Eventually, we expect the staff from the Divisions of Corporation Finance and Enforcement will focus on the financial reporting and disclosures of public companies to look for instances of accounting or disclosure misconduct related to COVID-19. For example, consistent with its prior enforcement focus, the Commission staff will likely attempt to determine whether a company has failed to appropriately impair assets held on the company’s balance sheet, has misleadingly implied that write-downs or other adjustments are the result of COVID-19 instead of other reasons or has tried to use COVID-19 as an excuse to take a “big bath” to clean up its financial reporting. The staff may also assess whether a company failed to appropriately disclose drivers and known trends or uncertainties associated with COVID-19 in management’s discussion and analysis, risk factors or other portions of a company’s periodic report. Commission staff scrutiny may be most likely in instances where an accounting judgment has a significant or unanticipated effect on the company’s financial reporting, results in press coverage or is the subject of a submission to the Commission’s whistleblower program.1
The risk of SEC scrutiny does not necessarily mean there will be second-guessing or judging by hindsight. As the Chief Accountant recently reiterated, the Office of the Chief Accountant “has consistently not objected to well-reasoned judgments that entities have made, and we will continue to apply this perspective.” Because the Commission staff generally will show deference to well-reasoned judgments, public companies should confirm that their internal controls over financial reporting are reasonably designed and are functioning in a manner to produce that type of judgment. Likewise, an investigation by the SEC staff will likely include a review of internal communications, work papers and other documentation created in the course of preparing the periodic reports. Sometimes these documents will indicate that there were differences of opinion during internal deliberations, and the staff may closely examine accounting or disclosure judgments that were the subject to internal disagreement. Companies therefore should assess whether they are appropriately and thoroughly documenting contemporaneously the rationale for their accounting and disclosure judgments in a way that will enable the company to establish that those judgments were reasonable and based on the best available information at the time they were made. If companies attribute write-downs, adjustments or other occurrences to COVID-19, they should also maintain sufficient documentation to establish how COVID-19 was relevant.

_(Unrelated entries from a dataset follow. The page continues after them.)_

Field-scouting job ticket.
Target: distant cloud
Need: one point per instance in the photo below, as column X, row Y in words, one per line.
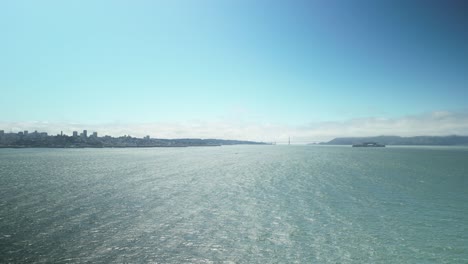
column 431, row 124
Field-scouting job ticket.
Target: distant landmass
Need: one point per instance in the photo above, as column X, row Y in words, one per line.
column 396, row 140
column 36, row 139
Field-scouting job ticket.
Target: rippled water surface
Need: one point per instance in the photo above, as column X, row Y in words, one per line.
column 234, row 204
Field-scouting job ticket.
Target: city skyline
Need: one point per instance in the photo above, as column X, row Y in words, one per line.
column 250, row 70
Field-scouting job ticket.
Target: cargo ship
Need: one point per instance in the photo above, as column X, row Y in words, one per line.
column 368, row 145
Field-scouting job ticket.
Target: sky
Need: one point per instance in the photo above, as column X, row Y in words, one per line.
column 256, row 70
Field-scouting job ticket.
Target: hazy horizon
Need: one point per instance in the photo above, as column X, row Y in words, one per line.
column 247, row 70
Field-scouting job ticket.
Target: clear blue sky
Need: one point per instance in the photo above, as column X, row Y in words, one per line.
column 285, row 62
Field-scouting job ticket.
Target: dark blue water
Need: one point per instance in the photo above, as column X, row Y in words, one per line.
column 237, row 204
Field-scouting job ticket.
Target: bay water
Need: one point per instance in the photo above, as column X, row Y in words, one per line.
column 234, row 204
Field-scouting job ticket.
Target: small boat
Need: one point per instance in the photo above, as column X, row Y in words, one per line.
column 368, row 145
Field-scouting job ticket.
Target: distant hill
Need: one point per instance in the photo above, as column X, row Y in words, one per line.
column 395, row 140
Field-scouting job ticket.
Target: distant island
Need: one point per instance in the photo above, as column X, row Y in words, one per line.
column 396, row 140
column 24, row 139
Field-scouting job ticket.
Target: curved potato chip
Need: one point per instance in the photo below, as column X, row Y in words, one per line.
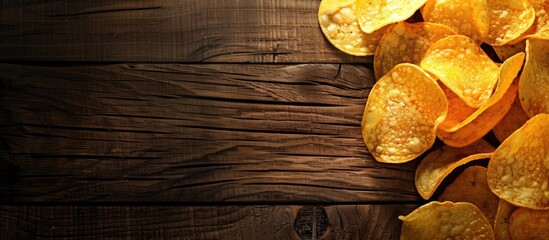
column 534, row 81
column 506, row 51
column 458, row 111
column 471, row 186
column 513, row 120
column 375, row 14
column 406, row 43
column 403, row 111
column 501, row 224
column 441, row 162
column 482, row 124
column 459, row 114
column 447, row 220
column 529, row 224
column 463, row 67
column 508, row 20
column 339, row 24
column 518, row 172
column 540, row 27
column 467, row 17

Public companies should remain mindful that although the current environment is in many ways unprecedented, the Commission staff may still question accounting judgments made during this time and could, in appropriate circumstances, consider bringing enforcement actions.
1 An issuer that believes an employee has contacted the Commission regarding purported misconduct should carefully assess how to proceed in light of the statutory and regulatory protections afforded to such individuals.